Wednesday, December 7, 2011

Watch Where You Walk

Like my parents and their parents before them, I take any chance I get to point out to my children how easy their childhood is compared to how mine was. For example, my kids don't have to share the only bathroom in the house with their entire family. They don't have to drink powdered milk. They don't have a bunch of older siblings demanding they fetch them bottles of Coke from the refrigerator. However, my kids do endure one hardship I didn't have to experience, even though I grew up on the gritty streets of south Minneapolis and they're being raised in the luxury of the suburbs: they take their lives in their hands every day on their way to school.

They don't like pedestrians where we live. Or cyclists. Really. They've done everything in their power to encourage people to drive everywhere. And by “they,” I mean people in the middle of the twentieth century who fell out of love with the city and in love with the automobile, and decided that walking was no longer a suitable form of transportation. Amenities that might normally be provided for walking, like, say, sidewalks, were deemed unnecessary and therefore abandoned in suburban planning. Which may have been fine back in 1930, when Highway 36 was a dirt road.

Our neighbor, one of our city's founding fathers, loves to recount the days when he would cross-country ski from his house to HarMar Mall. My daughter is excited to follow suit, but what she doesn't understand is that when Bob skied to HarMar, all that stood between him and the mall were fields and a dirt road. Now, the throng of cars on County Road B, each driver clutching coffee in one hand and a smartphone in the other, severely discourages skiing.  And don't even get me started on nearby Snelling Avenue.  It's unsafe to cross Snelling in a Hummer, much less on skis.

Of course, our suburb is not unusual in that it discourages travel on foot, but our situation is particularly frustrating because we live in a prime location for walking errands. We live a quarter of a mile from a major shopping mall. We live three blocks from my children's school. (Well, about three. It's hard to tell out here exactly what constitutes a block.) Restaurants, banks, churches, parks, at least three Starbucks; you name it, it's within shouting distance of our house. In fact, if we wanted to purchase the aforementioned Hummer (and we had a spare 50K to do so), we could just walk the half mile to the Hummer dealership and buy one.  And yet, when people see our family walking or biking around town, they point and stare as if we're riding horses along the street.

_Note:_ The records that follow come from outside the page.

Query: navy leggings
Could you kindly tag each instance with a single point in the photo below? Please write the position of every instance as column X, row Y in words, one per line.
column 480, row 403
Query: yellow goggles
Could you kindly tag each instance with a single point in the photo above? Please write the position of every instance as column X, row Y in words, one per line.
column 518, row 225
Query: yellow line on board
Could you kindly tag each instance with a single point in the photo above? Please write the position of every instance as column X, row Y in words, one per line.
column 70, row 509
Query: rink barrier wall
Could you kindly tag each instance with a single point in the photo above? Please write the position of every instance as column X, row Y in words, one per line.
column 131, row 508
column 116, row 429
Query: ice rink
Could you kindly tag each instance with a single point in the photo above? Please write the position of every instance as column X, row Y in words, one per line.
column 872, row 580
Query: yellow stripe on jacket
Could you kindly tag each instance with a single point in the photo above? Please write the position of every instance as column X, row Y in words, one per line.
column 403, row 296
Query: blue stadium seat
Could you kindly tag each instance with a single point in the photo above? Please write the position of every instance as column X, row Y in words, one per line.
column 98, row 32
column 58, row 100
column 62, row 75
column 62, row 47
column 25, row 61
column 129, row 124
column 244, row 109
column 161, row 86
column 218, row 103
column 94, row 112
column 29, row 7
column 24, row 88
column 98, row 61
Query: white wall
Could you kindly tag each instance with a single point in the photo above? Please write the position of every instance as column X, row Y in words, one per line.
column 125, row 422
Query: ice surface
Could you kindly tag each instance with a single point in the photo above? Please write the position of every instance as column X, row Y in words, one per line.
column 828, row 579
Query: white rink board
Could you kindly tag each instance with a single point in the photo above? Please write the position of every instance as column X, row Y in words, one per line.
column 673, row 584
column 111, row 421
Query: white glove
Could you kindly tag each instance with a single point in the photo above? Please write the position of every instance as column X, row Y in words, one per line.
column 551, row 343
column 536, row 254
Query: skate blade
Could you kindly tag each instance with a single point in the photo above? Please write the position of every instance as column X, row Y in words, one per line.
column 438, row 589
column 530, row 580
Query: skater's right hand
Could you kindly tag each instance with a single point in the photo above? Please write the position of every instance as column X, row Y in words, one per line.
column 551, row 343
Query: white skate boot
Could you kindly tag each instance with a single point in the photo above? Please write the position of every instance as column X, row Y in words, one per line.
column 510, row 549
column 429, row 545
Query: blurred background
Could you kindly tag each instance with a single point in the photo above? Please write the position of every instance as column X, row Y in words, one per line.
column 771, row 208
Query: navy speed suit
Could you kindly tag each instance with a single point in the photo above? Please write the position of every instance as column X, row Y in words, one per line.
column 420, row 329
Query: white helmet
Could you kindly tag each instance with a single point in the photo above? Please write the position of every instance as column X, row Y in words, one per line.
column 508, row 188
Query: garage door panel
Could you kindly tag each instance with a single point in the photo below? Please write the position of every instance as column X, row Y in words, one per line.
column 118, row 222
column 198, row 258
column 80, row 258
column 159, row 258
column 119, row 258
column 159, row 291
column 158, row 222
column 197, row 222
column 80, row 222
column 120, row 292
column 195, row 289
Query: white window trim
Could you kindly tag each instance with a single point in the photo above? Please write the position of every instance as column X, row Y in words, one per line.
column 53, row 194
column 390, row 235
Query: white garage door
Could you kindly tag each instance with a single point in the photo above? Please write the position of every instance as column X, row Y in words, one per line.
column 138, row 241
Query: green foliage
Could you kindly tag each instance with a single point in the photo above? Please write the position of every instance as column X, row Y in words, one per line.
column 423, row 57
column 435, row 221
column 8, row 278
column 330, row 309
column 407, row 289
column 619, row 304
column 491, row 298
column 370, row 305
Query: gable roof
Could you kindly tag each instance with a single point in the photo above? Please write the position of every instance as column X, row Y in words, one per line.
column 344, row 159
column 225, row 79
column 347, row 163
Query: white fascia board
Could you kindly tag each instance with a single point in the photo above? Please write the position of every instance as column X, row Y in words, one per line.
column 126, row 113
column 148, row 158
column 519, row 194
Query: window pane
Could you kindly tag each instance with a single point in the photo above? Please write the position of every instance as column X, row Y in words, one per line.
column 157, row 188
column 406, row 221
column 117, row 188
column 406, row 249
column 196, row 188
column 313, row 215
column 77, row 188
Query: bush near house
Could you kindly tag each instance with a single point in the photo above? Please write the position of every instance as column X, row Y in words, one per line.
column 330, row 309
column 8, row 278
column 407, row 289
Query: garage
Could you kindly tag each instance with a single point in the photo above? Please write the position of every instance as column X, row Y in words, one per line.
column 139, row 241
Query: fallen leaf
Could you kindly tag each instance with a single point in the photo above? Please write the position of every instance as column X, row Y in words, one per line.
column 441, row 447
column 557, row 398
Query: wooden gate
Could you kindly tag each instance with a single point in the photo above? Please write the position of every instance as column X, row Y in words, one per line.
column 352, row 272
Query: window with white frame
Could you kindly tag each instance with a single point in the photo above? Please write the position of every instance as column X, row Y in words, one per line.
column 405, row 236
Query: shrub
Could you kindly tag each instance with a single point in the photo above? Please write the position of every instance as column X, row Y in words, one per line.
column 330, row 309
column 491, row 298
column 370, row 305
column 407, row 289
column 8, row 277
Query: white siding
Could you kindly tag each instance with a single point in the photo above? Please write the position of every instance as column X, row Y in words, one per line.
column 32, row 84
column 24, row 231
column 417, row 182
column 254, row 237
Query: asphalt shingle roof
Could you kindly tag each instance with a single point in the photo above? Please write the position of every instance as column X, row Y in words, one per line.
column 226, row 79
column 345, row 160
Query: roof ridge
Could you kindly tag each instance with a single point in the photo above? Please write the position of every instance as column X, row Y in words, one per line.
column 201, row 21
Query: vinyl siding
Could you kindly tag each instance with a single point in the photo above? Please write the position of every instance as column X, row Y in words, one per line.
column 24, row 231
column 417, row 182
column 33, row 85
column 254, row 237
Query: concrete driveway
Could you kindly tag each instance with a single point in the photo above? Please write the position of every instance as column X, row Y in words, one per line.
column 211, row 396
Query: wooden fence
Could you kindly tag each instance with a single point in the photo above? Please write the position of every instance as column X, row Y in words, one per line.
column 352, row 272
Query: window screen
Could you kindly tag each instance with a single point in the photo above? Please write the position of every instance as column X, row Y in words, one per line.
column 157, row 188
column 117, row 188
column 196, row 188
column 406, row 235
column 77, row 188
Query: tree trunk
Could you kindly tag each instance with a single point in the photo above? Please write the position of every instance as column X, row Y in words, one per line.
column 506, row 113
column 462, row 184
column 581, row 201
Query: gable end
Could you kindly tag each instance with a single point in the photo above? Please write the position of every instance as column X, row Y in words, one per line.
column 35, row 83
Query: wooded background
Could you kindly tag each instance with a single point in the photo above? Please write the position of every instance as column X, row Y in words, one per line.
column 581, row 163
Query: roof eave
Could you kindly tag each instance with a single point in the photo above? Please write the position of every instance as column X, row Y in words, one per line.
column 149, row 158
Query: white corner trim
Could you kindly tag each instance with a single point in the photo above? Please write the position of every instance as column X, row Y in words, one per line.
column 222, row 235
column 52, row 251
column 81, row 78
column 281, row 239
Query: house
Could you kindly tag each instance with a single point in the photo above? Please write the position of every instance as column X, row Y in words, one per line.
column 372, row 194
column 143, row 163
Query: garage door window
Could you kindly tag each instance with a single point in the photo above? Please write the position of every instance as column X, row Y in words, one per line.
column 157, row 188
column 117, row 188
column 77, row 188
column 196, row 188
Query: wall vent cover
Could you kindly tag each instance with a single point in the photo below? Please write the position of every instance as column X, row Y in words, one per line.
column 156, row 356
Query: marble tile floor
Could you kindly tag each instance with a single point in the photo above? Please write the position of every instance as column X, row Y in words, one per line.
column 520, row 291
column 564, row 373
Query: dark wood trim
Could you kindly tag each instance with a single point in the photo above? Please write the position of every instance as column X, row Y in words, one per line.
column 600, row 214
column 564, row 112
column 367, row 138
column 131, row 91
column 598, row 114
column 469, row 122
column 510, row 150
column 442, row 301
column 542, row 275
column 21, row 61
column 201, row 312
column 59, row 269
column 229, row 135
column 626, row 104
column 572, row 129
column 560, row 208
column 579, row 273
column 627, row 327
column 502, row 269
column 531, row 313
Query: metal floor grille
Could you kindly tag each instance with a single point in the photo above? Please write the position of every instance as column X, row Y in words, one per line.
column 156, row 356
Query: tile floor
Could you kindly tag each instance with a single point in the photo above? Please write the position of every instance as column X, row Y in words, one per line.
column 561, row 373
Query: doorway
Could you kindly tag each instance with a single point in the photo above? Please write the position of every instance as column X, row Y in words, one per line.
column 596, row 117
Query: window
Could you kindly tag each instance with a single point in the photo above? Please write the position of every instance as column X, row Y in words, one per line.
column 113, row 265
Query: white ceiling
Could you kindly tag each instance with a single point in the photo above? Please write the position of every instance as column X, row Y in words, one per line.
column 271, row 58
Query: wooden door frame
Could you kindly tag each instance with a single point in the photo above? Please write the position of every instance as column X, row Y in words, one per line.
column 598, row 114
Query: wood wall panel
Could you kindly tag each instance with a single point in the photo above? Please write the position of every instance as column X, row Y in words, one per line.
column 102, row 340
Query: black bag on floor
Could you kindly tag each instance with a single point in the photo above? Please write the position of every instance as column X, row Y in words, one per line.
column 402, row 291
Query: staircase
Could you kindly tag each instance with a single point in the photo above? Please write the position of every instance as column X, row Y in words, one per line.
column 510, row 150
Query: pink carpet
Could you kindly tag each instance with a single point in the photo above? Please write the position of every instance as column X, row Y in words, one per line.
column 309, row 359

Recently, a neighbor stopped me on our way to school and said, “I know you're one of those health freaks, but would you guys like a ride?” By “health freak,” I assumed he meant the fact that we were biking to school instead of driving. He couldn't have been referring to what I ate for breakfast, which happened to be cookies and Diet Coke. Since when does biking three blocks to school make a person a health freak? Are you hearing this, Michelle Obama?  

I'm determined to encourage my kids to transcend their pro-auto environs and live an active life.  I will admit, though, when my son first suggested he and his sister bike to school, I balked at the idea because of the heavy traffic we'd encounter on the way. With encouragement from their father, who bikes to work year-round, I eventually decided it was worth the risk. Besides, I figured if anyone would applaud my efforts to teach my children to be active, it would be the school administrators.

Boy, was I wrong.  We ran into the principal on that first day of school, and, unable to find a bike rack, I innocently asked her where we could lock up the bikes. You'd have thought by the tongue lashing I received that I asked her where we could put the bombs we were carrying.  I, the consummate rule follower, had never been reprimanded by a school principal, and I figured that since I was in my 30s, I was now safe from the possibility of that indignity. Not so. Apparently, like the rest of suburbia, the principal is also pro-vehicle, because it's against school policy for kids to ride their bikes to school. After she finished her tirade about "safety," I wanted to respond with my own tirade about "childhood obesity" and "cutbacks to phy ed" and "that unpleasant smell in the lunchroom," but I simply responded "Yes, ma'am," and sheepishly walked away. 

One of the suggestions the principal made as she humiliated me in front of several schoolchildren is that my kids should ride the nice, safe school bus that is provided for them.  And it's true, there is a school bus for the kids in our neighborhood, most of whom could throw a rock from their yard and hit the school that they're being bussed to.  My kids don't want to ride it. And can you blame them?  On the way home the bus zig zags across the city, only to arrive at our house, a mere 3 blocks from the school, 40 minutes later.  By the time the school bus arrives in our neighborhood, my kids are already on Level 19 of Super Mario Bros.

Even though it might seem like we're fighting a losing battle against the car, we're not giving up.  And I have seen some encouraging signs that maybe things are changing in our 'burb. This past summer the city's parks and recreation department mailed fliers encouraging residents to visit local parks, and to get there creatively: “We encourage you to find an active way to 'Discover Your Parks' – walk, bike, or skate to the park!”  And we did. We couldn't find a spot to park our bikes, but we did.